Another reason you shouldn’t say “we can’t afford that” is because kids tend to exaggerate mentally. If you tell them something is completely out of reach in this way, they can make the leap to being one step away from homelessness. They can end up worrying unnecessarily, which even can have negative influences on their sleep and health.
What to Say Instead
If you genuinely don’t have the money for something you child is craving, you have three main options. The first is to suggest that he add the item to his wish list. The wish list can be very general, or it can be for a specific event, such as a birthday or Christmas. This gives you the chance to save up a little more for the item. You get the added benefit of teaching your kid about delayed gratification here, as well.
Alternately, you can suggest that he save up to cover some or all of the cost of the item, which, like the wish list, teaches delayed gratification. The money he saves can come from gifts, general allowance, chores or other jobs. The big benefit of this option is that, once he has saved enough money to make the purchase, he can feel pride in having managed his money well enough to handle the transaction.
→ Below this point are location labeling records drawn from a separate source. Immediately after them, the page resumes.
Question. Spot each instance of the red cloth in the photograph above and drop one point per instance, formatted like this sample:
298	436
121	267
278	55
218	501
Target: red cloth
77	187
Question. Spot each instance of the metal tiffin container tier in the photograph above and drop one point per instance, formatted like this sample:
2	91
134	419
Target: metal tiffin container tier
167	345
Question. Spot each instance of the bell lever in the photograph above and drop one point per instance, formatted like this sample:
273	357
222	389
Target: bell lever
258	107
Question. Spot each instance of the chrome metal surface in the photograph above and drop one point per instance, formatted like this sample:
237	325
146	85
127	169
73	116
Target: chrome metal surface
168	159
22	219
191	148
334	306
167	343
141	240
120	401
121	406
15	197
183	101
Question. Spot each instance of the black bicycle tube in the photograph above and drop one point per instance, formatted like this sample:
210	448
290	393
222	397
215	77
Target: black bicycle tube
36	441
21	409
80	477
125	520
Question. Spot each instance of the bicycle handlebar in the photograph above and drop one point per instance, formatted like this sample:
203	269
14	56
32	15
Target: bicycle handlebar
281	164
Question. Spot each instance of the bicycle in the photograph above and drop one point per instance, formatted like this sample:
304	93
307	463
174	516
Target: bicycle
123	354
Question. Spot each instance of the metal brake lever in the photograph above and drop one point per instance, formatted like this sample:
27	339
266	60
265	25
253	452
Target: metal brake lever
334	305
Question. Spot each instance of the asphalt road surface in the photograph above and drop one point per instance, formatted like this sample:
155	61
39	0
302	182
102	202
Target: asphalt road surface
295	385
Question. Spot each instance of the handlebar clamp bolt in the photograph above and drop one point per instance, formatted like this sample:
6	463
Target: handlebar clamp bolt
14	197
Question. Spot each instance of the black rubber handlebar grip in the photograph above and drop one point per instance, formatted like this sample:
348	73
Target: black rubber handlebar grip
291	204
Even if he saves the entire amount, you can provide solid support by helping him calculate how much is a reasonable amount to save, how long it will be before he reaches his goal and finding ways for him to earn. Offering positive encouragement along the way will help him stay focused on his goal, as well.
A third and final option is for you to offer an alternative to what your child wants. For instance, if your child wants to go to the movies with friends all the time, you could suggest that he rent a film from a video store, self-serve video box or online streaming service, and that he host his buddies at your house. This choice holds a good opportunity to talk about opportunity costs, value or feature assessment, general cost comparison, keeping up with the Joneses and even brand loyalty and marketing. Your child might protest at first if he has his heart set on something very specific, but he likely will warm up to the other choices if you clearly present all their benefits.
Telling your child that you can’t afford something isn’t ideal because it has a very here-and-now approach to your money. You need to teach your child to look past what your present circumstances are, showing him what they could be and how to get there. You also don’t want your child to worry unnecessarily. If you don’t have the funds to meet your child’s requests, your three main options are to suggest alternatives, have him save or put the item on the wish list. Each option holds its own benefits in terms of financial lessons you could use it to teach, so which one you choose really just depends on what you need or want to work on.